In just two years, sugary soda consumption by teenagers fell by almost one third. This dramatic decline is attributed to public policy efforts cracking down on sales of sugary drinks banned from schools, government agencies, vending machines and the increased sales tax on these beverages. It is also credited to the extensive research making the connection of sugary drinks promoting weight gain and obesity, diabetes and heart disease.
It appears teens are embracing the message to take more personal responsibility in regards to their health by becoming more focused on getting and being healthier by ditching soft drinks and consuming more water.
The United States Centers for Disease Control and Prevention conducted this survey in 2015 with the following results:
· 20 percent of students reported drinking a sugar-sweetened beverage one or more times per day during the previous, down from 27 percent in 2013 and 34 percent in 2007.
· 26 percent of teens said they had not consumed any sugary soda at all in the previous seven days, up from 22 percent in 2013 and about 19 percent in 2007.
· 74 percent of students drank one or more glasses of water per day during the previous week
· 64 percent of students drank two or more glasses of water per day
The bottled water industry has seen significant growth – Beverage Marketing Corporation stated that bottled water consumption grew 120 percent in 15 years between 2000 and 2015 while soft drink consumption fell by 16 percent.
The only concern is that teens may simply be choosing other sugar-sweetened beverages to replace soda – energy drinks, fruit juice, or the sugar-laden coffee drinks teens love. At this time it is not known if this is the case or not.

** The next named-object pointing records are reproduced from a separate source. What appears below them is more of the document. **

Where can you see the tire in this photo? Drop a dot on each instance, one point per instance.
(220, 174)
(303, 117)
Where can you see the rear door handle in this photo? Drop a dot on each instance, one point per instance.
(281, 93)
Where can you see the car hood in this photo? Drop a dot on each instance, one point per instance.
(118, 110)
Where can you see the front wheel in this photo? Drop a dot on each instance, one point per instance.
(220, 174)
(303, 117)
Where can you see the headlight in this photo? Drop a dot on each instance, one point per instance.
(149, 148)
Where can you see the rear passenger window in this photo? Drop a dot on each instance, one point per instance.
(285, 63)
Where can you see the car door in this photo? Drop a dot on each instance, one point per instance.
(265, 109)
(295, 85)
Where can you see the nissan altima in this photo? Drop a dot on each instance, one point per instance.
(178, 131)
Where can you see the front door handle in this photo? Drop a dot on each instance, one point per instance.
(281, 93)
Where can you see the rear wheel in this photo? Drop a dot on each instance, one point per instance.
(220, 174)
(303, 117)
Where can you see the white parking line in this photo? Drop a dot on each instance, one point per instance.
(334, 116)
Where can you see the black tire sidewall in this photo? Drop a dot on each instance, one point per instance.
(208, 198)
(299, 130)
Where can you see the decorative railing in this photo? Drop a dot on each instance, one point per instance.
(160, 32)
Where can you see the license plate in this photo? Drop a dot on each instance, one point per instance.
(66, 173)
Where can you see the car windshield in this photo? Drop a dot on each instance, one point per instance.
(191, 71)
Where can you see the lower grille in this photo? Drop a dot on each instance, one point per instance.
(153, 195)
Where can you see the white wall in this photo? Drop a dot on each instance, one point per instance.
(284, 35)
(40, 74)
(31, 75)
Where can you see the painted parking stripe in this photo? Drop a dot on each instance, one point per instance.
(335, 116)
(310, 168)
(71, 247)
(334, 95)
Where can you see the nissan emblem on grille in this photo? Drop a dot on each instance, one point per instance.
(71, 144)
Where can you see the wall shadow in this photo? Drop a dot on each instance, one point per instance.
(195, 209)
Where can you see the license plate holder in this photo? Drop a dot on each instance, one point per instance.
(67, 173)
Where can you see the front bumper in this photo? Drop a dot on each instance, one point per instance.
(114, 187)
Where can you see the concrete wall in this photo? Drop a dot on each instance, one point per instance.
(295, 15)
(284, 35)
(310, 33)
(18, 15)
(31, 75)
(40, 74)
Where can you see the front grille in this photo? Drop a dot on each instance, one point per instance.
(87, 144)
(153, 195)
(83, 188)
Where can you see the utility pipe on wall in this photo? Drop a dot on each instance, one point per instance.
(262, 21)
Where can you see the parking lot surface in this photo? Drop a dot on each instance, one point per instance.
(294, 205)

Overall, consumption of sugary beverages has fallen throughout the years amongst all Americans. Since 1998, there’s been a 27 percent per-capita drop in carbonated beverages with a one-third decrease and a 57 percent decline for the soft drink giants Coke and Pepsi, respectively.
Time will tell if consumption of soft drinks continues to decline. Americans appear to be slowly weaning themselves from their fondness of soft drinks. With the message that all things sugary is bad for our health, it looks like the next generation might possibly make that transition to where water is the beverage of choice and soft drinks are rarely chosen.